Solid Biosciences conducts digital transformations to advance its gene therapy development for Duchenne muscular dystrophy. These transformations center on implementing robust internal systems, integrating complex data streams, and digitizing critical workflows across research, clinical development, and quality operations. Their approach emphasizes system accuracy and regulatory compliance inherent in biotechnology.
These transformations create new system dependencies and introduce specific operational challenges. Managing vast clinical trial data, ensuring laboratory data integrity, and maintaining electronic quality controls become critical for success. This page will analyze these specific initiatives, their inherent challenges, and the resulting sales opportunities for vendors.
Solid Biosciences Snapshot
Headquarters: Charlestown, Massachusetts, United States
Number of employees: 121
Public or private: Public
Business model: B2B
Website: http://www.solidbio.com
Solid Biosciences ICP and Buying Roles
Solid Biosciences sells to specialized pharmaceutical companies and research institutions focused on rare disease therapies.
They also partner with contract research organizations managing complex clinical trials.

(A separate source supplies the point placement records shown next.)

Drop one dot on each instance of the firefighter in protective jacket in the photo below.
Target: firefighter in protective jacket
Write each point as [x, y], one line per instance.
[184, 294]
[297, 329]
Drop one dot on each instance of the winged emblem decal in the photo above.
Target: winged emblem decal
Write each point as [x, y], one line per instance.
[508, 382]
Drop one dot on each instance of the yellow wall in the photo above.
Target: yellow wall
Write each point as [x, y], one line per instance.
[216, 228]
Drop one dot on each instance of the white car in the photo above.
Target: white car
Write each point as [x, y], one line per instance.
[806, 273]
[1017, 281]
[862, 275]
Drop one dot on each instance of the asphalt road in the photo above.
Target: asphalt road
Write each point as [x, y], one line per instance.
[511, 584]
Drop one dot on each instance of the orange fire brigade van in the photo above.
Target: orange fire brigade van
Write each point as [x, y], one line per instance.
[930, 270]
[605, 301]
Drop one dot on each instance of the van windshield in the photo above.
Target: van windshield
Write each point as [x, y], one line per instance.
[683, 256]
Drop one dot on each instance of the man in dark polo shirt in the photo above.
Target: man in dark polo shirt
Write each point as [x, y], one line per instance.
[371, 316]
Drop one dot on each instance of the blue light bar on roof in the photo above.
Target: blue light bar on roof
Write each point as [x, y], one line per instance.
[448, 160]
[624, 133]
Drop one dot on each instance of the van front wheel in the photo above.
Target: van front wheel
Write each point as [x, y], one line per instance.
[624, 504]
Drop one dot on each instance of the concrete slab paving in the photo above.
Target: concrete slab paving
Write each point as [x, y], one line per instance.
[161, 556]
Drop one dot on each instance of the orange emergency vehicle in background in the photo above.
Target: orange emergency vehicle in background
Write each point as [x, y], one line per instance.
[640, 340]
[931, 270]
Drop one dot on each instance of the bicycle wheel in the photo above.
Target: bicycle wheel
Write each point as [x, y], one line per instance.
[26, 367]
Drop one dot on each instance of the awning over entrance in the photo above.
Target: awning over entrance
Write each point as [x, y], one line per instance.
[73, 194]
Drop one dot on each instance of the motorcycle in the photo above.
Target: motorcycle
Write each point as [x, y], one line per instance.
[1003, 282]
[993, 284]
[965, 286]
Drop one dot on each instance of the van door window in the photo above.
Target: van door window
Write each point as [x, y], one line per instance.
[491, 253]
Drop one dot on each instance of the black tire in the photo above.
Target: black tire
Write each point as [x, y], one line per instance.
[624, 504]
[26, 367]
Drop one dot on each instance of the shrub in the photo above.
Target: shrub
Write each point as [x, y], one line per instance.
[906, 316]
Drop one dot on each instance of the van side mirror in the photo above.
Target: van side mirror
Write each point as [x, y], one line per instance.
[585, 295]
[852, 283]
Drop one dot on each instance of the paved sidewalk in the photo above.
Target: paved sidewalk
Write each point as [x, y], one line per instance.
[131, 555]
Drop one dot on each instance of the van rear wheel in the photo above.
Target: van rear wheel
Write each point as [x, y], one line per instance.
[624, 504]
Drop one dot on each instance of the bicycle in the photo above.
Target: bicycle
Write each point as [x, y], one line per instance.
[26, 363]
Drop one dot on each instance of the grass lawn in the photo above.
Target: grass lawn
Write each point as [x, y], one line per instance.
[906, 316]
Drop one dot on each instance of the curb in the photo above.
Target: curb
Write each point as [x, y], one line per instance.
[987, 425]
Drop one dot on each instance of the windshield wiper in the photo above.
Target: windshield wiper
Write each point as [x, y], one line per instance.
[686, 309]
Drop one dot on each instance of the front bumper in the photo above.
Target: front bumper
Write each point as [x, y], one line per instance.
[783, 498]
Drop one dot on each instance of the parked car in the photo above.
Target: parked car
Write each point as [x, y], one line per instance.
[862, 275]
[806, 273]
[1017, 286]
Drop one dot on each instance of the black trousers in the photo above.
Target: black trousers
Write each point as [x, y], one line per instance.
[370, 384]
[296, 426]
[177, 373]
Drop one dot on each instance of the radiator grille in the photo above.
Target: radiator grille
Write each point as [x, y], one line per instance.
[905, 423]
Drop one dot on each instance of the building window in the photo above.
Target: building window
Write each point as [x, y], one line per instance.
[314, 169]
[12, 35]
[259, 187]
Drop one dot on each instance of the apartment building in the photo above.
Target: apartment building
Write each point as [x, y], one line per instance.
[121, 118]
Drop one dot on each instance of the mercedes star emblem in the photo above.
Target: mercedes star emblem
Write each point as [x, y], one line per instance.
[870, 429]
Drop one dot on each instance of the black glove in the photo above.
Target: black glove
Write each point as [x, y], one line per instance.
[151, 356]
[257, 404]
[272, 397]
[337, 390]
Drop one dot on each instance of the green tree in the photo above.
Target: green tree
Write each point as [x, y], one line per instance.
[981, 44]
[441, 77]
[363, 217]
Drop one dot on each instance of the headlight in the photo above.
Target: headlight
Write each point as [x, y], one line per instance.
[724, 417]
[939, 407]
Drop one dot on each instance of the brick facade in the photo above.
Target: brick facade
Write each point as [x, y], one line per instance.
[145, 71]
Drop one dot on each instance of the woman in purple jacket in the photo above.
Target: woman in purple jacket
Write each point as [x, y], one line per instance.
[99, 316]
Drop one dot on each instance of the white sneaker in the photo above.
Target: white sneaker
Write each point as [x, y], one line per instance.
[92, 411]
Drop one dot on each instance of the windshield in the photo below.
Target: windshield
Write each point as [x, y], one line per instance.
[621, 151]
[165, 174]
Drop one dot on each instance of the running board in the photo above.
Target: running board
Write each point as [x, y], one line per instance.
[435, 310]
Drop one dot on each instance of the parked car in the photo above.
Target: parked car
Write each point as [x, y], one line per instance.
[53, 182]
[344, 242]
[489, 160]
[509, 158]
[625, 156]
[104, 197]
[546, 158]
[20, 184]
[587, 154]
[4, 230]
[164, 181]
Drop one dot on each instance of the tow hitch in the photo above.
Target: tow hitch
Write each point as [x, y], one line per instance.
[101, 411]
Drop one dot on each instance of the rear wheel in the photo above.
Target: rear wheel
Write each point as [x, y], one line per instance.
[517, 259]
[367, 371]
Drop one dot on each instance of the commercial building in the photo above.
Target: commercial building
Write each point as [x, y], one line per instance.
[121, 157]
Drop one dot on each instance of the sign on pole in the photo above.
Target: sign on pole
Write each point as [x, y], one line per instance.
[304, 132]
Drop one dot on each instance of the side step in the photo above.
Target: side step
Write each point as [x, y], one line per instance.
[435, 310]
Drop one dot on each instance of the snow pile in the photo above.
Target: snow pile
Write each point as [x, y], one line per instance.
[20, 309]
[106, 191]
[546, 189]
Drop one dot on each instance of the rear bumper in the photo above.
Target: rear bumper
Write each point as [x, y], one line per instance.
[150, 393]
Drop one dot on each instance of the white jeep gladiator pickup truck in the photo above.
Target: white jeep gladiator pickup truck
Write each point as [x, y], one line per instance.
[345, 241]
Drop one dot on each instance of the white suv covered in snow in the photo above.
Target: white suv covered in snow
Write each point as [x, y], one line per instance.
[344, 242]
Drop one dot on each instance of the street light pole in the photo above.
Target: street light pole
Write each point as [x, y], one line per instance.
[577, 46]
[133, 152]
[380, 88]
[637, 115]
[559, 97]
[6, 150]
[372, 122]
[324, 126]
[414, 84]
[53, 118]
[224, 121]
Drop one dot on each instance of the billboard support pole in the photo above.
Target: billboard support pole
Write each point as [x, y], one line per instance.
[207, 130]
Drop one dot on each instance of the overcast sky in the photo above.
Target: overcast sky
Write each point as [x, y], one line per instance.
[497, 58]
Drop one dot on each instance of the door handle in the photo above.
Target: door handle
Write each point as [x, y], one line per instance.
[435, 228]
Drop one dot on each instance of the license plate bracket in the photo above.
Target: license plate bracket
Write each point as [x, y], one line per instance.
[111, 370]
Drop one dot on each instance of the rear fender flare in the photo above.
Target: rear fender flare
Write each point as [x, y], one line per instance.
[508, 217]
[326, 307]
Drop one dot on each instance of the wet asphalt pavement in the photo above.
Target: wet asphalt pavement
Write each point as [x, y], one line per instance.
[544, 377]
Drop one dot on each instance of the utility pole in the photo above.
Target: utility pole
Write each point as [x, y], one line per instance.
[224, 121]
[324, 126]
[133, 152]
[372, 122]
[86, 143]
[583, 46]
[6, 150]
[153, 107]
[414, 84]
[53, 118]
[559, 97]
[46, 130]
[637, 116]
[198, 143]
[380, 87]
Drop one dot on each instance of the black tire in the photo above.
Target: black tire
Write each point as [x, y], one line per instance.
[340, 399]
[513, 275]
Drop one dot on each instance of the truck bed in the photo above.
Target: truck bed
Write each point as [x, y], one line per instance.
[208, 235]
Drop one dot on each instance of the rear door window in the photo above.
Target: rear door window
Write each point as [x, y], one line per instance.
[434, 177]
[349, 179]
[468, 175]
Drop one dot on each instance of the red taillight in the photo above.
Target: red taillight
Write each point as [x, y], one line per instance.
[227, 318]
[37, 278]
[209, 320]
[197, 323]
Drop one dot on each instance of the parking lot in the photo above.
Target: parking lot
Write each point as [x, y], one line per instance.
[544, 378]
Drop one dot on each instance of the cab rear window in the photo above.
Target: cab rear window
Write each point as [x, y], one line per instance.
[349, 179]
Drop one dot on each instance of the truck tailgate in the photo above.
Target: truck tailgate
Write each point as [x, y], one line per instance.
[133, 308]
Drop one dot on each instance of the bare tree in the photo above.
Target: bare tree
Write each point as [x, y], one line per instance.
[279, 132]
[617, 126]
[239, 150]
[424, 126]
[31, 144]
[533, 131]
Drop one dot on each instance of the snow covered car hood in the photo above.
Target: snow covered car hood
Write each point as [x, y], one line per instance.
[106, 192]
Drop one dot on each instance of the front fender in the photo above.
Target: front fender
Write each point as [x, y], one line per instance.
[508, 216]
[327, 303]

Who drives buying decisions
- Head of Clinical Operations → Ensures efficient clinical trial execution and data integrity
- VP of Research & Development → Oversees laboratory data management and scientific discovery platforms
- Head of Quality Assurance → Validates electronic quality control systems and regulatory compliance
- Chief Information Officer → Manages core enterprise systems and IT infrastructure development
Key Digital Transformation Initiatives at Solid Biosciences (At a Glance)
- Digitizing clinical data collection and trial management systems.
- Integrating laboratory information management across research workflows.
- Implementing electronic quality management for regulatory compliance processes.
- Upgrading enterprise resource planning for financial and supply chain operations.
- Developing bioinformatics data pipelines for genomic analysis.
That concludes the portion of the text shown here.